Government has given financial clearance to employ qualified people, including more than 1,000 teachers, into the public sector.
“I have given financial clearance for outstanding public sector employment. This includes more than 1,000 teachers at the tertiary level,” Finance and Economic Minister, Seth Terkper, has revealed in a tweet.
I have given financial clearance for outstanding public sector employment. This includes more than 1000 teachers at the tertiary level.
— Seth Terkper (@SethTerkper) July 22, 2016
The minister however did not give much detail regarding which of the sectors that have been cleared to employ, and exactly how many people to be employed in total.

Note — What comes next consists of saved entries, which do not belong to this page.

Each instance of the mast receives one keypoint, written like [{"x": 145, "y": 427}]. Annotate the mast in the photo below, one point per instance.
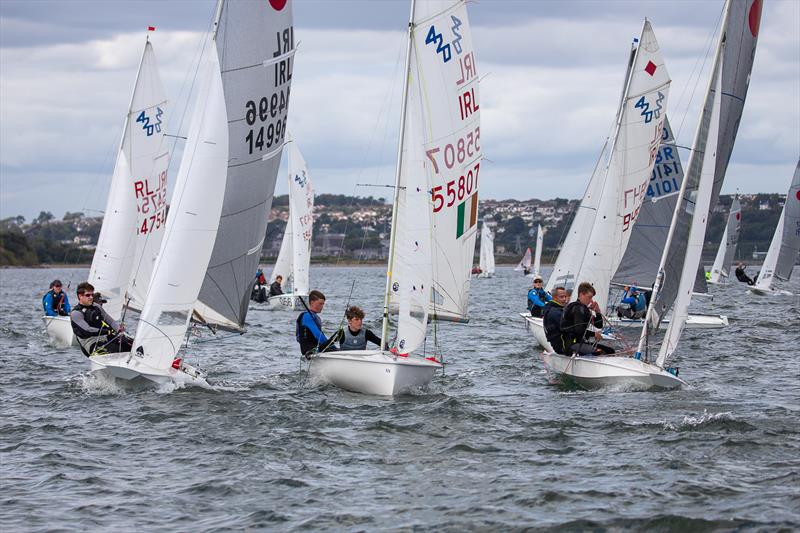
[{"x": 393, "y": 231}]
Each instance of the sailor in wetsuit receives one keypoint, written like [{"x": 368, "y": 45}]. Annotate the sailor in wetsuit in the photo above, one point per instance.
[
  {"x": 55, "y": 301},
  {"x": 308, "y": 327},
  {"x": 276, "y": 289},
  {"x": 742, "y": 276},
  {"x": 537, "y": 298},
  {"x": 354, "y": 336},
  {"x": 575, "y": 324},
  {"x": 551, "y": 319},
  {"x": 96, "y": 331}
]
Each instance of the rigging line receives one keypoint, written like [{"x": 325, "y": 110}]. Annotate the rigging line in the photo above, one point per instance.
[{"x": 717, "y": 27}]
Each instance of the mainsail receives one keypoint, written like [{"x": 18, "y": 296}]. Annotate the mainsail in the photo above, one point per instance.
[
  {"x": 640, "y": 263},
  {"x": 216, "y": 143},
  {"x": 727, "y": 247},
  {"x": 135, "y": 214},
  {"x": 785, "y": 244},
  {"x": 632, "y": 155},
  {"x": 436, "y": 199},
  {"x": 694, "y": 209},
  {"x": 487, "y": 250},
  {"x": 255, "y": 44}
]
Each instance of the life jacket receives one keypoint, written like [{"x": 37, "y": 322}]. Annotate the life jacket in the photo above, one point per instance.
[
  {"x": 303, "y": 335},
  {"x": 354, "y": 342},
  {"x": 58, "y": 301},
  {"x": 93, "y": 317}
]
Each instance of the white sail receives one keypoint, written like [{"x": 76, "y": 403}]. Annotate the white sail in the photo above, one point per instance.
[
  {"x": 435, "y": 223},
  {"x": 525, "y": 263},
  {"x": 572, "y": 249},
  {"x": 705, "y": 147},
  {"x": 255, "y": 44},
  {"x": 487, "y": 250},
  {"x": 301, "y": 207},
  {"x": 135, "y": 213},
  {"x": 191, "y": 226},
  {"x": 537, "y": 263},
  {"x": 785, "y": 244},
  {"x": 630, "y": 165},
  {"x": 727, "y": 247},
  {"x": 283, "y": 264}
]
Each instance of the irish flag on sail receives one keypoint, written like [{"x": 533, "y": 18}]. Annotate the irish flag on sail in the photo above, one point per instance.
[{"x": 467, "y": 215}]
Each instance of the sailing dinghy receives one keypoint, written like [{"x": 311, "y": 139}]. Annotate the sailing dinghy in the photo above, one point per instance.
[
  {"x": 136, "y": 208},
  {"x": 434, "y": 213},
  {"x": 294, "y": 257},
  {"x": 486, "y": 263},
  {"x": 624, "y": 182},
  {"x": 785, "y": 245},
  {"x": 223, "y": 193},
  {"x": 727, "y": 247}
]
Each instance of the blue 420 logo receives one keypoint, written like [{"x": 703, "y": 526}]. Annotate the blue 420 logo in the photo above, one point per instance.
[
  {"x": 145, "y": 120},
  {"x": 647, "y": 113},
  {"x": 442, "y": 47}
]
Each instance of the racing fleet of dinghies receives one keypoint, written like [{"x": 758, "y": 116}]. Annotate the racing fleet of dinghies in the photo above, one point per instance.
[
  {"x": 294, "y": 257},
  {"x": 727, "y": 247},
  {"x": 641, "y": 222},
  {"x": 785, "y": 245},
  {"x": 223, "y": 192},
  {"x": 136, "y": 209},
  {"x": 434, "y": 213}
]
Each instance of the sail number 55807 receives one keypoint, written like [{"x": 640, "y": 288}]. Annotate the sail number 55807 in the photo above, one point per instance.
[
  {"x": 464, "y": 149},
  {"x": 456, "y": 190}
]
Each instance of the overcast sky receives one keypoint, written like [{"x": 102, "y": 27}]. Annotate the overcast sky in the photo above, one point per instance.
[{"x": 551, "y": 75}]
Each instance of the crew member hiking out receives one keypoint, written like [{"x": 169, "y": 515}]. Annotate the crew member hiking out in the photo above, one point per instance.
[
  {"x": 537, "y": 298},
  {"x": 575, "y": 324},
  {"x": 55, "y": 301},
  {"x": 96, "y": 331},
  {"x": 551, "y": 319},
  {"x": 308, "y": 327}
]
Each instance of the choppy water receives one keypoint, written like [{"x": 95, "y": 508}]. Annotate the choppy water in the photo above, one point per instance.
[{"x": 489, "y": 445}]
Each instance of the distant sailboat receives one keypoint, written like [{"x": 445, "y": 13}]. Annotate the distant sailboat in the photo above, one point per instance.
[
  {"x": 599, "y": 233},
  {"x": 434, "y": 213},
  {"x": 727, "y": 247},
  {"x": 223, "y": 192},
  {"x": 524, "y": 265},
  {"x": 785, "y": 245},
  {"x": 537, "y": 262},
  {"x": 487, "y": 252},
  {"x": 294, "y": 257},
  {"x": 136, "y": 209}
]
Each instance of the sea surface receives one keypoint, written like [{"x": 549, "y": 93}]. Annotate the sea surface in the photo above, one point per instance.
[{"x": 489, "y": 445}]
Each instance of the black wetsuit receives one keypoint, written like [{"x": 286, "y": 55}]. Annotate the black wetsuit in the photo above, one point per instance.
[
  {"x": 97, "y": 332},
  {"x": 743, "y": 277},
  {"x": 575, "y": 329},
  {"x": 551, "y": 319}
]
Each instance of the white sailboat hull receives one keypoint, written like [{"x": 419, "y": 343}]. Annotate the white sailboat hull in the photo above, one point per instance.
[
  {"x": 768, "y": 292},
  {"x": 373, "y": 371},
  {"x": 602, "y": 372},
  {"x": 287, "y": 301},
  {"x": 692, "y": 322},
  {"x": 129, "y": 369},
  {"x": 59, "y": 331}
]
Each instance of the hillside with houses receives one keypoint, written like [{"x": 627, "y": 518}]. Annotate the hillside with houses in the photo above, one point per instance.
[{"x": 356, "y": 229}]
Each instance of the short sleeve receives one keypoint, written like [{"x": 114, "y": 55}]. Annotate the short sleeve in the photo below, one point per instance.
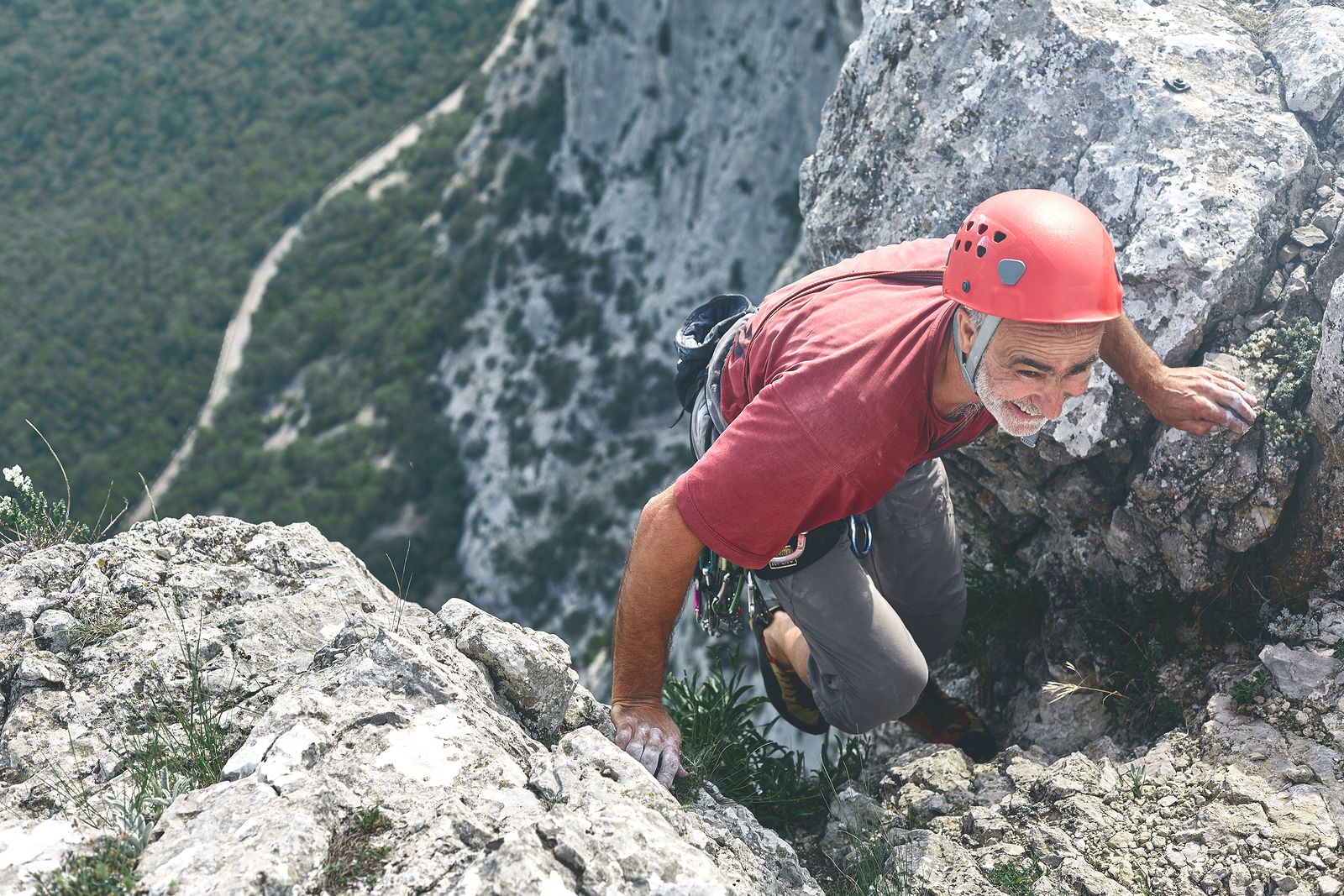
[{"x": 759, "y": 484}]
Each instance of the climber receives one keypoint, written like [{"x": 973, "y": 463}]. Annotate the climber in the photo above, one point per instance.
[{"x": 837, "y": 396}]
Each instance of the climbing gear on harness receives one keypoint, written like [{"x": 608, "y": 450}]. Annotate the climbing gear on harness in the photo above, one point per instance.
[
  {"x": 942, "y": 719},
  {"x": 783, "y": 685},
  {"x": 717, "y": 591},
  {"x": 860, "y": 535}
]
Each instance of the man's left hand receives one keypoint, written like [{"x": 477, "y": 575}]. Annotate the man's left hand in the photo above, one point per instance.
[{"x": 1200, "y": 399}]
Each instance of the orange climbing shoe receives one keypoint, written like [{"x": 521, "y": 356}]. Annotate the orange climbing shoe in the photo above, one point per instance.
[
  {"x": 790, "y": 698},
  {"x": 941, "y": 719}
]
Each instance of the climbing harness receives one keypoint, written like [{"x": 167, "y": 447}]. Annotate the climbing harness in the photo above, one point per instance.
[
  {"x": 860, "y": 535},
  {"x": 718, "y": 594}
]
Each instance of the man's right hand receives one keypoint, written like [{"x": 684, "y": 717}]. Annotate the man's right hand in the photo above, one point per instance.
[{"x": 647, "y": 731}]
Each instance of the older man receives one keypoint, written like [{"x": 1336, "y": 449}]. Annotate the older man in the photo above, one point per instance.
[{"x": 835, "y": 399}]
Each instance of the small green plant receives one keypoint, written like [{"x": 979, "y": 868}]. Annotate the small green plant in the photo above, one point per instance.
[
  {"x": 1284, "y": 356},
  {"x": 1136, "y": 775},
  {"x": 353, "y": 860},
  {"x": 35, "y": 519},
  {"x": 721, "y": 743},
  {"x": 1065, "y": 688},
  {"x": 1247, "y": 689},
  {"x": 1016, "y": 879},
  {"x": 181, "y": 745},
  {"x": 108, "y": 868}
]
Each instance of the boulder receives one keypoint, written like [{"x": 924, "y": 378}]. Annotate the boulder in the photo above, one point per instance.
[{"x": 454, "y": 752}]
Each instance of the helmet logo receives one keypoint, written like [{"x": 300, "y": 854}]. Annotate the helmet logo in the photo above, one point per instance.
[{"x": 1011, "y": 270}]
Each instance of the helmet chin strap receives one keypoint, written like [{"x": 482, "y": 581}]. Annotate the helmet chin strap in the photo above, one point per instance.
[{"x": 971, "y": 363}]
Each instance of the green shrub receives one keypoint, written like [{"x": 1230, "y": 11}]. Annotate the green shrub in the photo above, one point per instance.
[
  {"x": 1247, "y": 689},
  {"x": 1015, "y": 879},
  {"x": 721, "y": 743},
  {"x": 107, "y": 869}
]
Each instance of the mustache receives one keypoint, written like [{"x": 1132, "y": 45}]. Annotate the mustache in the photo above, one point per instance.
[{"x": 1027, "y": 407}]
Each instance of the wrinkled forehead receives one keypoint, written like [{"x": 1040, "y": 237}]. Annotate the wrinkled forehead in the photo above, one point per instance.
[{"x": 1047, "y": 342}]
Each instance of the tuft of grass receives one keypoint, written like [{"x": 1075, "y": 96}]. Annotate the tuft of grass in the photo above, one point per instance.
[
  {"x": 353, "y": 860},
  {"x": 1284, "y": 356},
  {"x": 1132, "y": 634},
  {"x": 183, "y": 746},
  {"x": 867, "y": 871},
  {"x": 1016, "y": 879},
  {"x": 31, "y": 517},
  {"x": 1136, "y": 775},
  {"x": 721, "y": 743},
  {"x": 1005, "y": 609},
  {"x": 1063, "y": 688},
  {"x": 108, "y": 868}
]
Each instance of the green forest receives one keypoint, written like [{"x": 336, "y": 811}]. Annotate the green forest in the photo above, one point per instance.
[{"x": 152, "y": 152}]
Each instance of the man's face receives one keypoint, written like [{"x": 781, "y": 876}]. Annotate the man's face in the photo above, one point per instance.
[{"x": 1032, "y": 369}]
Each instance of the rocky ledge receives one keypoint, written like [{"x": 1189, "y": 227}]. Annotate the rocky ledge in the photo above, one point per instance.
[{"x": 454, "y": 752}]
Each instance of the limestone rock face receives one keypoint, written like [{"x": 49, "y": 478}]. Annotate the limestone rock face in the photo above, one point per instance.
[
  {"x": 487, "y": 761},
  {"x": 1250, "y": 802},
  {"x": 1308, "y": 45},
  {"x": 1169, "y": 121}
]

The announcement comes on the back of agitations by some nurses over government’s failure to employ them after completing their training in March 2014.
The about 3,000 nurses who come under the Coalition for Unemployed Bonded Nurses, Midwives and Psychiatric Nurses have in the last few months been staging demonstrations in Accra to press for their employment.
The government in 2010 placed an embargo on public sector recruitment in order to reduce what it said was increasing wage bill, something that attracted public outcry.
The government later clarified that critical sectors were not affected by the embargo which critics say was part of IMF conditionality to the government in a move to help reduce the public sector wage bill which stood at 73 per cent of Ghana’s taxes in 2013.
President Mahama in a Radio Ghana interview at Ho in August 2015 denied a freeze on public sector employment, saying, “It is not even true that there is a freeze on public employment.”
“We are still employing in strategic areas where we think we need manpower. In the areas where we don’t need, yes we are not employing, so that is the main reason. We are still employing doctors, we are still employing teachers and nurses and so if they say there was a freeze on employment it is not true,” he added.